Summer 2024

People’s Data

Project Leads: Giovanna Ceserani & Nicole Coleman

Whereas data used to be understood as structured, quantitative and categorical, developments in machine learning have made it possible to consider documents and collections of documents as data, providing context for the inferences drawn from those sources. But even with document or collection-level context, a fundamental principle behind critical data practices is still relevant: decisions about what becomes data and what does not empower some and disempower others. We add to this principle that making connections across datasets adds essential context for interpretation of data. Policy manuals from California law enforcement agencies are the basis of this case study, as they provide an ideal ground for using the affordances of AI to help us rethink the design of information retrieval systems. State legislation requires the policy manuals to be shared publicly to encourage “meaningful public input” on policy. And yet, the documents themselves are written to reduce the legal liability of law enforcement rather than enhance public understanding of law enforcement policies.

Project Members

Project Team

Nicole Coleman

Digital Research Architect, Stanford University Libraries

Giovanna Ceserani

Professor of Classics, and CESTA Faculty Director

Jiaju Liu

Undergraduate Researcher - Summer, 2024

Designing Pluralistic Data Structures for Mapping Military Equipment in Policing

Jiaju Liu

Over the summer, I worked with Jorge Gonzalez–another People’s Data intern–to build a knowledge graph of military equipment owned by California law enforcement agencies (LEAs). First, we aggregated data from LEA-owned equipment inventories gathered by previous interns into a central tabular database. Identifying and matching identical equipment across LEAs, a process called deduplication, is crucial for making a dataset capable of facilitating comparative analysis. Since the equipment’s name isn’t as important to civilians as its capabilities, we researched each piece of equipment’s capabilities and used this information for deduplication.

With the tabular dataset constructed, we moved our work onto WikiData. Embedding knowledge in the graph was tricky as we needed to identify existing paradigms around similar military equipment that already existed in WikiData. Falling to align our terms with existing knowledge would lead to a siloed dataset that cannot take advantage of the knowledge that exists around it. Therefore, the conventions that emerged from previous WikiData contributors informed our translation protocol. We split the equipment in our dataset into categories and based each category’s data schema on existing entries for similar pieces of knowledge already embedded into WikiData.

Figure 1. A database entry in WikiData for “miniature UAV.”

In mid July, I brought our work to a convening on police militarization held by one of our partner organizations, the American Friends Service Committee. My goals were to understand where we stood in larger demilitarization efforts and present our research to attendees and understand how our work could aid their organizing efforts. Many attendees had been trying to understand the ways that equipment manufacturers and LEAs crafted rhetoric to improve their counter-rhetoric. My presentation garnered a surprising amount of interest for this reason and I am currently collaborating with community organizers to explore these questions.

Figure 2. A visualization of some of our data within WikiData.

Finally, I made a knowledge graph-informed natural language query system.

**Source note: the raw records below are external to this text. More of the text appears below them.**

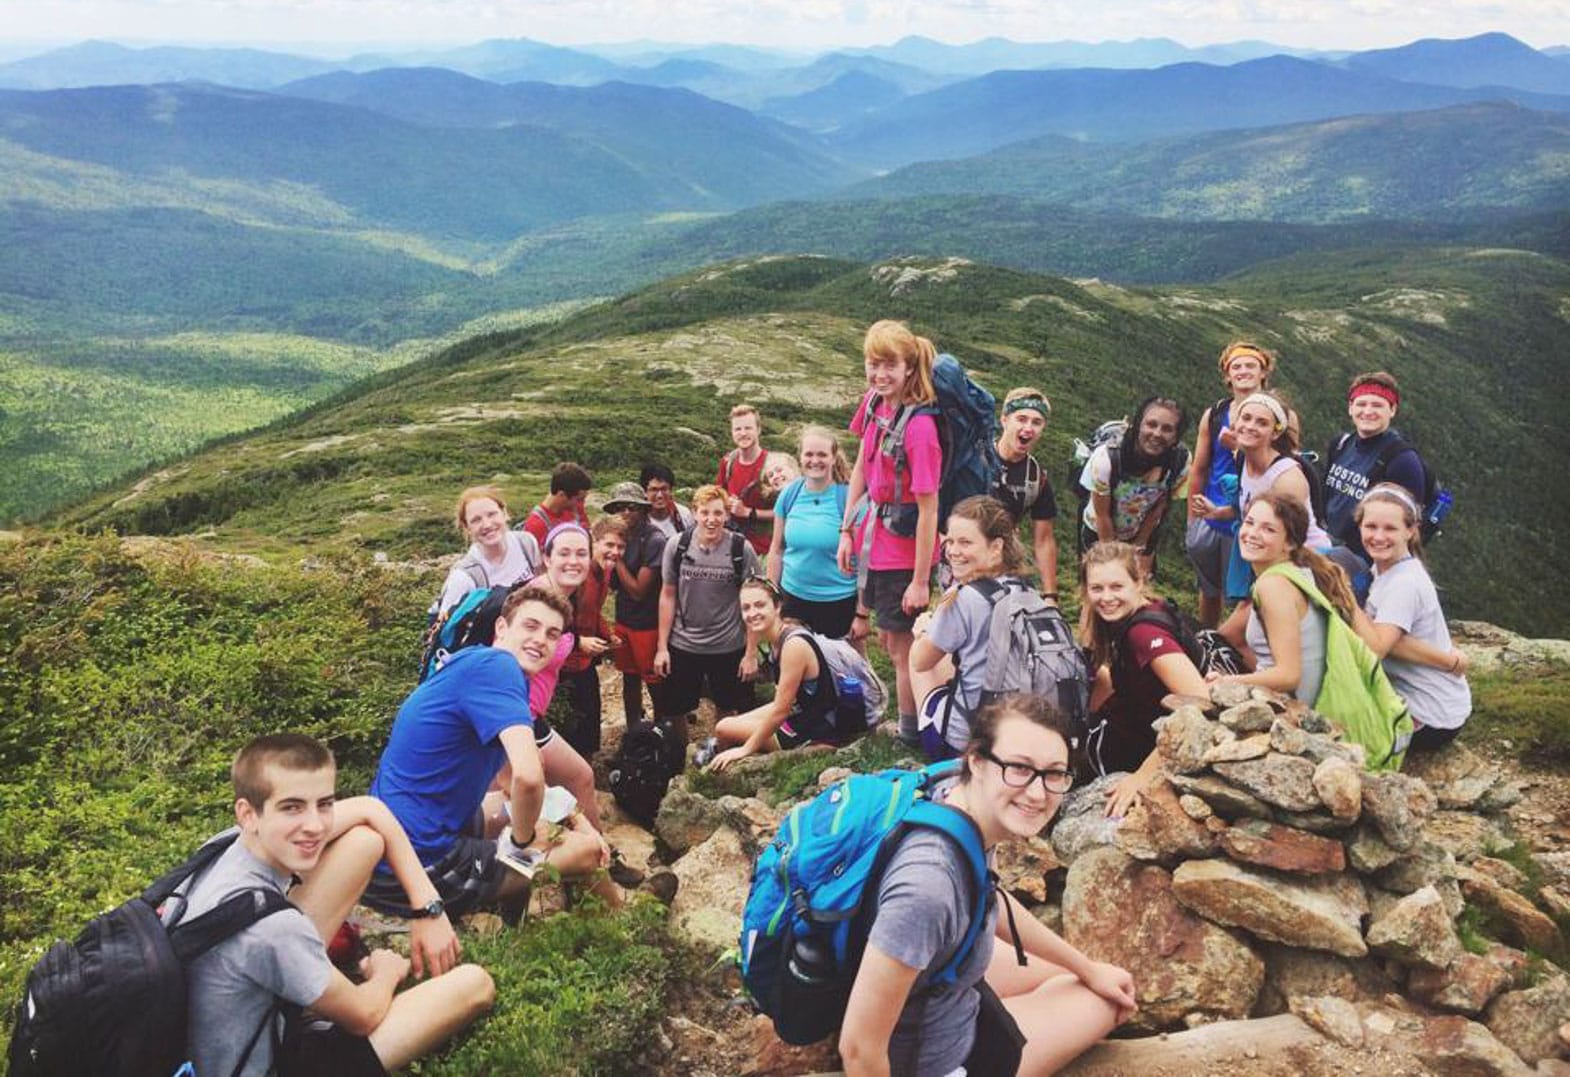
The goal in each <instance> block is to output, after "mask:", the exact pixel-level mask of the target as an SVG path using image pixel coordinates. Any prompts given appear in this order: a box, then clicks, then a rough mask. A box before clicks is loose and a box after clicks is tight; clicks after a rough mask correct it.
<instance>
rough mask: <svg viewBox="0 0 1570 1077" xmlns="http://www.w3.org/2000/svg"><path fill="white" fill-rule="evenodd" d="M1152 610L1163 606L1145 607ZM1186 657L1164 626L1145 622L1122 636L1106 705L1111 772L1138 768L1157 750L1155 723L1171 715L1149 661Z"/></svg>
mask: <svg viewBox="0 0 1570 1077" xmlns="http://www.w3.org/2000/svg"><path fill="white" fill-rule="evenodd" d="M1152 608H1159V606H1157V603H1151V604H1149V606H1146V608H1145V609H1152ZM1141 612H1143V611H1141ZM1182 653H1185V652H1184V648H1182V644H1179V642H1177V639H1176V637H1174V636H1173V634H1171V633H1170V631H1168V630H1167V628H1163V626H1162V625H1156V623H1149V622H1141V623H1138V625H1134V626H1132V628H1129V631H1127V633H1124V636H1123V645H1121V647H1119V648H1118V652H1116V661H1113V664H1112V700H1108V703H1107V738H1105V741H1104V743H1102V752H1101V758H1102V761H1104V763H1105V766H1107V769H1108V771H1134V769H1138V766H1140V763H1143V761H1145V758H1146V757H1148V755H1149V754H1151V752H1154V750H1156V730H1152V728H1151V722H1154V721H1156V719H1157V717H1160V716H1162V714H1165V713H1167V711H1165V710H1163V708H1162V699H1163V697H1165V695H1167V694H1168V692H1167V686H1165V685H1162V678H1160V677H1157V675H1156V670H1154V669H1151V663H1152V661H1156V659H1157V658H1160V656H1162V655H1182Z"/></svg>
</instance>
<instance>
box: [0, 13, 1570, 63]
mask: <svg viewBox="0 0 1570 1077" xmlns="http://www.w3.org/2000/svg"><path fill="white" fill-rule="evenodd" d="M1488 30H1502V31H1506V33H1512V35H1515V36H1517V38H1520V39H1523V41H1526V42H1528V44H1531V46H1535V47H1545V46H1562V44H1570V0H1509V2H1499V0H1134V2H1129V3H1121V2H1118V0H1105V2H1104V3H1094V2H1093V0H1091V2H1086V0H752V2H750V3H741V2H733V0H0V41H5V42H6V44H8V47H6V52H14V50H16V47H17V46H19V44H27V42H39V44H64V42H72V41H80V39H85V38H105V39H113V41H121V42H124V44H152V42H160V44H204V46H212V44H246V46H254V47H290V49H294V50H295V52H312V53H319V55H349V53H352V52H355V50H358V49H361V47H366V46H389V44H396V46H414V44H424V46H430V44H438V42H440V44H462V42H473V41H480V39H485V38H534V39H537V41H548V42H551V44H564V46H570V44H595V42H617V41H630V39H650V41H659V42H694V44H702V42H733V44H757V46H776V47H788V49H804V50H810V49H831V47H837V46H873V44H890V42H893V41H896V39H898V38H903V36H906V35H925V36H929V38H936V39H939V41H948V42H956V44H959V42H967V41H975V39H980V38H989V36H999V38H1013V39H1014V41H1060V39H1074V41H1126V39H1130V38H1159V36H1165V38H1174V39H1177V41H1181V42H1182V44H1185V46H1203V44H1215V42H1225V41H1242V39H1265V41H1272V42H1276V44H1283V46H1292V47H1298V49H1372V47H1382V46H1396V44H1405V42H1408V41H1413V39H1418V38H1465V36H1471V35H1476V33H1485V31H1488Z"/></svg>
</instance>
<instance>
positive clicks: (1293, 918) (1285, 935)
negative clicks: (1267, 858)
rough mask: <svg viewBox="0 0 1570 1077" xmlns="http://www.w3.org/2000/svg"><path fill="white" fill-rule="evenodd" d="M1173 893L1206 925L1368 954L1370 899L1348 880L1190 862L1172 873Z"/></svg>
mask: <svg viewBox="0 0 1570 1077" xmlns="http://www.w3.org/2000/svg"><path fill="white" fill-rule="evenodd" d="M1173 893H1174V895H1176V896H1177V900H1179V901H1181V903H1182V904H1184V906H1187V907H1188V909H1190V911H1193V912H1198V914H1199V915H1201V917H1204V918H1206V920H1214V922H1215V923H1225V925H1229V926H1234V928H1243V929H1245V931H1248V933H1251V934H1254V936H1258V937H1261V939H1270V940H1275V942H1286V944H1291V945H1295V947H1306V948H1309V950H1328V951H1330V953H1339V955H1342V956H1347V958H1361V956H1363V955H1366V953H1367V945H1366V944H1364V942H1363V931H1361V922H1363V915H1364V914H1366V912H1367V895H1366V893H1364V892H1363V884H1361V882H1358V881H1356V879H1355V878H1352V876H1347V874H1338V876H1327V878H1320V879H1291V881H1289V879H1283V878H1278V876H1273V874H1267V873H1264V871H1258V870H1254V868H1247V867H1243V865H1240V863H1232V862H1231V860H1188V862H1187V863H1184V865H1181V867H1179V868H1177V870H1176V871H1174V873H1173Z"/></svg>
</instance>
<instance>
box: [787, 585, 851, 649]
mask: <svg viewBox="0 0 1570 1077" xmlns="http://www.w3.org/2000/svg"><path fill="white" fill-rule="evenodd" d="M782 593H783V598H785V601H783V603H782V604H780V614H783V615H785V617H790V619H791V620H799V622H801V623H802V625H805V626H807V628H810V630H812V631H815V633H818V634H820V636H829V637H832V639H845V637H846V636H849V634H851V622H853V620H854V619H856V595H846V597H845V598H837V600H834V601H810V600H807V598H796V595H793V593H790V592H788V590H787V592H782Z"/></svg>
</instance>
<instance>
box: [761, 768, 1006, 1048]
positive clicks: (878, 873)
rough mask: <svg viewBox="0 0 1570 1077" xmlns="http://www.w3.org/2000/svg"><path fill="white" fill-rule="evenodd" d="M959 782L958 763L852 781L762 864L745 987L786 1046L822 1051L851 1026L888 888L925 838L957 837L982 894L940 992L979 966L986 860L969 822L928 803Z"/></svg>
mask: <svg viewBox="0 0 1570 1077" xmlns="http://www.w3.org/2000/svg"><path fill="white" fill-rule="evenodd" d="M958 774H959V760H948V761H945V763H934V765H933V766H928V768H925V769H920V771H900V769H889V771H882V772H881V774H851V776H849V777H846V779H843V780H840V782H835V783H834V785H831V787H829V788H827V790H824V791H823V793H820V794H818V796H815V798H813V799H810V801H805V802H802V804H798V805H796V807H794V809H791V812H790V815H787V816H785V821H783V823H782V824H780V829H779V834H777V835H776V837H774V842H772V843H769V846H768V848H765V849H763V852H760V854H758V862H757V867H755V868H754V871H752V887H750V890H749V892H747V904H746V907H744V909H743V912H741V980H743V983H744V984H746V988H747V992H749V994H750V995H752V1002H754V1005H757V1008H758V1009H760V1011H763V1013H765V1014H768V1016H769V1017H771V1019H772V1020H774V1030H776V1031H777V1033H779V1036H780V1039H783V1041H785V1042H788V1044H810V1042H816V1041H820V1039H823V1038H826V1036H829V1035H832V1033H834V1031H835V1030H837V1028H838V1027H840V1022H842V1020H843V1019H845V1005H846V1003H848V1002H849V995H851V984H853V983H854V981H856V970H857V969H859V967H860V961H862V950H864V948H865V947H867V933H868V929H870V928H871V920H873V914H874V912H876V895H878V881H879V878H881V876H882V870H884V867H885V865H887V863H889V857H890V856H893V851H895V849H896V848H898V845H900V838H903V837H904V835H906V834H907V832H911V829H914V827H928V829H933V831H937V832H939V834H944V835H945V837H948V838H950V840H951V842H953V843H955V845H956V846H958V848H959V849H961V851H962V854H964V859H966V863H967V865H969V868H970V881H972V882H973V887H972V895H973V896H975V912H973V914H972V917H970V926H969V929H967V931H966V936H964V940H962V942H961V944H959V947H958V948H956V950H955V953H953V955H951V956H950V958H948V961H947V962H945V964H944V966H942V967H940V969H939V970H937V972H936V973H934V975H933V978H931V983H951V981H953V980H955V975H956V973H958V970H959V966H961V964H964V959H966V958H967V956H970V951H972V948H973V947H975V942H977V936H978V934H980V933H981V928H983V925H984V923H986V903H988V900H989V895H991V873H989V871H988V865H986V849H984V848H983V845H981V832H980V831H978V829H977V826H975V823H972V821H970V816H969V815H966V813H964V812H961V810H958V809H951V807H947V805H944V804H936V802H933V801H931V799H928V798H929V790H931V787H933V785H934V783H937V782H942V780H945V779H950V777H956V776H958Z"/></svg>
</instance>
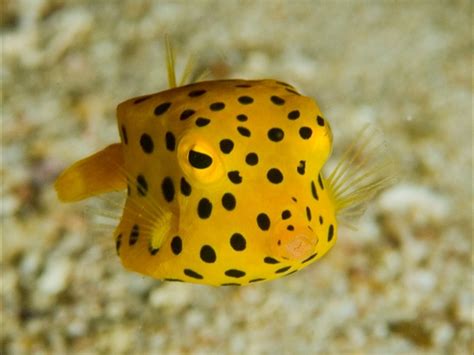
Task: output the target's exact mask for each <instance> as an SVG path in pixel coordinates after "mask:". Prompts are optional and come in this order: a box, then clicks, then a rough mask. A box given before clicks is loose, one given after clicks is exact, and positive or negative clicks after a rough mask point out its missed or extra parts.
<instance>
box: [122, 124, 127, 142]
mask: <svg viewBox="0 0 474 355" xmlns="http://www.w3.org/2000/svg"><path fill="white" fill-rule="evenodd" d="M122 137H123V142H124V143H125V144H128V137H127V129H126V128H125V126H124V125H122Z"/></svg>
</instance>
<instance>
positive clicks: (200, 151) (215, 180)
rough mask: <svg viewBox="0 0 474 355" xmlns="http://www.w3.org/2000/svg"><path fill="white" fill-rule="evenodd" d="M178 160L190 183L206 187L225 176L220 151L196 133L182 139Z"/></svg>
mask: <svg viewBox="0 0 474 355" xmlns="http://www.w3.org/2000/svg"><path fill="white" fill-rule="evenodd" d="M177 159H178V164H179V166H180V168H181V170H182V171H183V173H184V174H185V176H186V178H187V179H188V180H189V181H190V182H193V183H196V184H203V185H206V184H210V183H212V182H214V181H216V180H218V179H219V178H221V177H223V176H224V175H225V172H224V166H223V164H222V161H221V159H220V156H219V151H218V150H217V149H216V148H215V147H214V146H213V145H212V144H210V143H209V142H208V141H207V140H206V139H205V138H203V137H201V136H199V135H197V134H195V133H188V134H186V135H185V136H183V137H181V139H180V140H179V143H178V156H177Z"/></svg>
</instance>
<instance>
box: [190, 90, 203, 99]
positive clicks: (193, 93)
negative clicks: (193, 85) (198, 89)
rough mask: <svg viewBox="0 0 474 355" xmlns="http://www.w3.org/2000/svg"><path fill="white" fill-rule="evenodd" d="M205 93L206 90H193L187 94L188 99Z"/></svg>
mask: <svg viewBox="0 0 474 355" xmlns="http://www.w3.org/2000/svg"><path fill="white" fill-rule="evenodd" d="M205 93H206V90H193V91H190V92H189V93H188V96H189V97H197V96H201V95H204V94H205Z"/></svg>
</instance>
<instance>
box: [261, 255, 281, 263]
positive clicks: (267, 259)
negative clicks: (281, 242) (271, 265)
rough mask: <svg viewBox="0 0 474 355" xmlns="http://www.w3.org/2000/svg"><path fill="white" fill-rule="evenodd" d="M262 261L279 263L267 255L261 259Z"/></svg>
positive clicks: (265, 261) (265, 262)
mask: <svg viewBox="0 0 474 355" xmlns="http://www.w3.org/2000/svg"><path fill="white" fill-rule="evenodd" d="M263 262H264V263H265V264H279V263H280V262H279V261H278V260H276V259H273V258H272V257H269V256H267V257H265V259H263Z"/></svg>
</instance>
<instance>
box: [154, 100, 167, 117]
mask: <svg viewBox="0 0 474 355" xmlns="http://www.w3.org/2000/svg"><path fill="white" fill-rule="evenodd" d="M170 106H171V102H165V103H162V104H161V105H158V106H156V107H155V111H154V112H155V115H156V116H160V115H162V114H164V113H165V112H166V111H168V109H169V108H170Z"/></svg>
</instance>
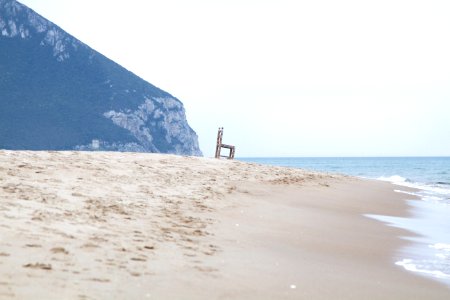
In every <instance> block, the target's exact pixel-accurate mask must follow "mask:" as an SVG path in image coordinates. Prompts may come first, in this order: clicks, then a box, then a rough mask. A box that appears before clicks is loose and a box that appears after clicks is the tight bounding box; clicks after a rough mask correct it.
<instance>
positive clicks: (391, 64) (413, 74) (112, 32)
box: [19, 0, 450, 157]
mask: <svg viewBox="0 0 450 300" xmlns="http://www.w3.org/2000/svg"><path fill="white" fill-rule="evenodd" d="M19 1H20V2H21V3H23V4H25V5H27V6H28V7H30V8H32V9H34V10H35V11H36V12H38V13H39V14H41V15H42V16H44V17H45V18H47V19H49V20H50V21H52V22H54V23H56V24H57V25H59V26H60V27H61V28H63V29H64V30H66V31H67V32H69V33H70V34H72V35H74V36H75V37H76V38H78V39H80V40H81V41H83V42H84V43H86V44H88V45H89V46H91V47H92V48H93V49H95V50H97V51H99V52H101V53H102V54H104V55H105V56H107V57H109V58H110V59H112V60H114V61H116V62H117V63H119V64H121V65H122V66H124V67H125V68H127V69H128V70H130V71H132V72H134V73H135V74H137V75H138V76H140V77H142V78H143V79H145V80H146V81H148V82H150V83H152V84H154V85H156V86H158V87H159V88H161V89H163V90H165V91H167V92H169V93H171V94H172V95H174V96H175V97H177V98H178V99H180V100H181V101H182V102H183V104H184V106H185V109H186V114H187V119H188V122H189V124H190V126H191V127H192V128H193V129H194V130H195V131H196V132H197V134H198V135H199V142H200V148H201V150H202V151H203V153H204V155H205V156H213V155H214V148H215V143H216V135H217V128H218V127H219V126H220V127H224V136H223V142H224V143H226V144H232V145H235V146H236V156H237V157H267V156H279V157H282V156H291V157H292V156H450V38H449V37H450V17H449V16H450V1H448V0H442V1H437V0H421V1H416V0H387V1H386V0H377V1H368V0H367V1H364V0H340V1H335V0H314V1H313V0H310V1H303V0H221V1H219V0H189V1H186V0H126V1H124V0H121V1H118V0H117V1H116V0H19Z"/></svg>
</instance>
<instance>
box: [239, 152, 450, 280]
mask: <svg viewBox="0 0 450 300" xmlns="http://www.w3.org/2000/svg"><path fill="white" fill-rule="evenodd" d="M239 160H241V161H247V162H254V163H260V164H268V165H275V166H286V167H294V168H302V169H309V170H315V171H325V172H332V173H342V174H347V175H353V176H357V177H362V178H369V179H375V180H381V181H389V182H391V183H393V184H395V185H396V187H395V191H396V192H398V193H406V194H409V195H411V200H409V201H408V204H409V205H410V207H411V217H408V218H400V217H394V216H379V215H367V217H369V218H374V219H377V220H379V221H382V222H384V223H386V224H387V225H389V226H394V227H399V228H403V229H407V230H409V231H411V232H414V233H416V234H417V237H414V238H411V237H410V238H408V239H409V240H411V241H412V243H411V245H410V246H408V247H407V248H404V249H400V250H399V253H397V255H396V261H395V262H394V263H395V264H396V265H398V266H399V267H402V268H405V269H406V270H408V271H411V272H415V273H417V274H419V275H423V276H428V277H431V278H433V279H436V280H439V281H441V282H443V283H445V284H447V285H448V286H449V287H450V157H345V158H338V157H333V158H329V157H327V158H319V157H314V158H305V157H291V158H287V157H283V158H274V157H271V158H239ZM402 187H412V188H416V189H418V190H417V192H413V193H412V192H408V191H406V189H402ZM417 197H418V198H419V199H420V200H417ZM405 238H406V237H405Z"/></svg>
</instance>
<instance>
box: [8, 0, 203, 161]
mask: <svg viewBox="0 0 450 300" xmlns="http://www.w3.org/2000/svg"><path fill="white" fill-rule="evenodd" d="M130 47H132V46H130ZM93 140H97V141H98V142H93ZM96 146H99V148H100V149H102V150H113V151H138V152H161V153H173V154H183V155H202V154H201V151H200V149H199V146H198V137H197V135H196V133H195V132H194V131H193V130H192V129H191V127H190V126H189V124H188V123H187V121H186V115H185V111H184V107H183V104H182V103H181V102H180V101H179V100H178V99H177V98H175V97H173V96H172V95H170V94H169V93H167V92H165V91H163V90H161V89H159V88H157V87H155V86H153V85H152V84H150V83H148V82H146V81H144V80H143V79H141V78H139V77H138V76H136V75H135V74H133V73H131V72H129V71H128V70H126V69H125V68H123V67H121V66H120V65H118V64H117V63H115V62H113V61H112V60H110V59H108V58H106V57H105V56H103V55H102V54H100V53H98V52H96V51H94V50H93V49H91V48H90V47H88V46H87V45H85V44H83V43H82V42H80V41H79V40H77V39H76V38H74V37H73V36H71V35H70V34H68V33H66V32H64V30H62V29H61V28H60V27H58V26H56V25H55V24H53V23H51V22H50V21H48V20H46V19H44V18H43V17H41V16H40V15H38V14H37V13H36V12H34V11H33V10H31V9H30V8H28V7H26V6H24V5H22V4H20V3H18V2H17V1H15V0H0V149H28V150H90V149H93V148H96Z"/></svg>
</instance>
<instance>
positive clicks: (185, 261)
mask: <svg viewBox="0 0 450 300" xmlns="http://www.w3.org/2000/svg"><path fill="white" fill-rule="evenodd" d="M394 189H395V186H393V185H392V184H390V183H383V182H376V181H369V180H361V179H356V178H353V177H347V176H341V175H333V174H325V173H318V172H311V171H304V170H298V169H290V168H281V167H270V166H262V165H257V164H249V163H243V162H239V161H228V160H216V159H209V158H198V157H181V156H173V155H162V154H136V153H113V152H70V151H68V152H54V151H50V152H31V151H0V299H449V297H450V288H448V287H447V286H445V285H442V284H440V283H438V282H435V281H432V280H429V279H427V278H424V277H420V276H417V275H415V274H412V273H410V272H407V271H405V270H404V269H403V268H401V267H399V266H396V265H395V264H394V262H395V261H396V253H397V251H398V250H399V249H400V248H401V247H403V246H405V245H406V243H407V241H406V240H405V239H401V238H400V237H407V236H411V235H412V234H411V233H409V232H407V231H404V230H401V229H397V228H393V227H389V226H386V225H385V224H383V223H381V222H379V221H376V220H373V219H369V218H367V217H365V216H364V214H379V215H389V216H406V215H407V214H408V206H407V203H406V201H405V200H406V199H407V198H408V197H409V198H410V197H411V196H407V195H405V194H401V193H395V192H394Z"/></svg>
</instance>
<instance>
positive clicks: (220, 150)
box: [215, 127, 235, 159]
mask: <svg viewBox="0 0 450 300" xmlns="http://www.w3.org/2000/svg"><path fill="white" fill-rule="evenodd" d="M222 137H223V127H219V132H218V133H217V144H216V156H215V157H216V158H219V159H220V158H221V157H226V158H227V159H233V158H234V152H235V147H234V146H232V145H227V144H222ZM222 148H226V149H229V150H230V153H229V154H228V156H227V155H220V151H221V150H222Z"/></svg>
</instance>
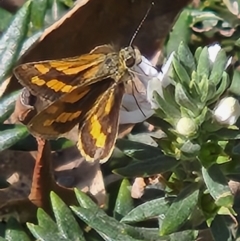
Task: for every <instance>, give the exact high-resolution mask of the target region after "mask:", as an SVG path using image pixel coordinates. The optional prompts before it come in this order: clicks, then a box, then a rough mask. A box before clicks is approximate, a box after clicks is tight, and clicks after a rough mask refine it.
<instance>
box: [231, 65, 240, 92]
mask: <svg viewBox="0 0 240 241" xmlns="http://www.w3.org/2000/svg"><path fill="white" fill-rule="evenodd" d="M239 80H240V71H239V70H238V69H236V70H234V73H233V77H232V82H231V85H230V87H229V89H228V90H229V91H230V92H231V93H233V94H234V95H237V96H240V81H239Z"/></svg>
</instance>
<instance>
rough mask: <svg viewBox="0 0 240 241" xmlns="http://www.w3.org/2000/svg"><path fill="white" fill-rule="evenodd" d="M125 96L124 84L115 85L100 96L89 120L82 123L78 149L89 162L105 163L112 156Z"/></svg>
mask: <svg viewBox="0 0 240 241" xmlns="http://www.w3.org/2000/svg"><path fill="white" fill-rule="evenodd" d="M123 94H124V84H123V83H119V84H117V83H113V85H112V86H111V87H110V88H109V89H108V90H107V91H106V92H105V93H104V95H102V96H99V98H98V99H97V101H96V103H97V104H96V105H95V106H94V109H92V111H91V112H89V114H88V115H87V118H86V119H84V120H83V121H82V122H80V124H79V141H78V148H79V150H80V152H81V154H82V155H83V156H84V157H85V158H86V160H87V161H95V160H99V161H100V162H105V161H107V160H108V158H109V157H110V155H111V154H112V151H113V148H114V145H115V141H116V138H117V134H118V122H119V110H120V106H121V102H122V97H123Z"/></svg>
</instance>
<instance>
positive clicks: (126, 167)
mask: <svg viewBox="0 0 240 241" xmlns="http://www.w3.org/2000/svg"><path fill="white" fill-rule="evenodd" d="M178 164H179V162H178V161H177V160H176V159H175V158H173V157H170V156H164V155H161V156H156V157H155V158H151V159H145V160H144V161H134V162H131V163H130V164H128V165H127V166H125V167H122V168H117V169H115V170H113V172H114V173H117V174H119V175H121V176H124V177H140V176H141V177H147V176H151V175H154V174H158V173H165V172H167V171H170V170H172V169H173V168H175V167H176V166H177V165H178Z"/></svg>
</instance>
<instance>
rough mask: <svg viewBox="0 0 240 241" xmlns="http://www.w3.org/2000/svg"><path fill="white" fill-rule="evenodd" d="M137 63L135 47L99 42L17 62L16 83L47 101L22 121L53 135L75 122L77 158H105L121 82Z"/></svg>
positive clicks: (102, 160)
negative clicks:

We incorporated natural language processing tools because traditional knowledge graph querying techniques such as SQL have rigid structures. This makes them struggle with questions that address uncertainty such as “Does an item like the Colt M4 Carbine that Santa Clara’s Police Department owns exist in the database? If not, what is the most similar item?” These queries also generally work with single pieces of information, making their outputs highly dependent on single sources.

Figure 3. A diagram of the language model-based query system.

Our system uses a language model to synthesize graph information. Traversing this network to reach conclusions means aggregating information from interlinked sources. We hope that this hybrid graph structure, grounded in library practices and inspired by humanities theory, provides a wider set of perspectives for applications of AI to document collections.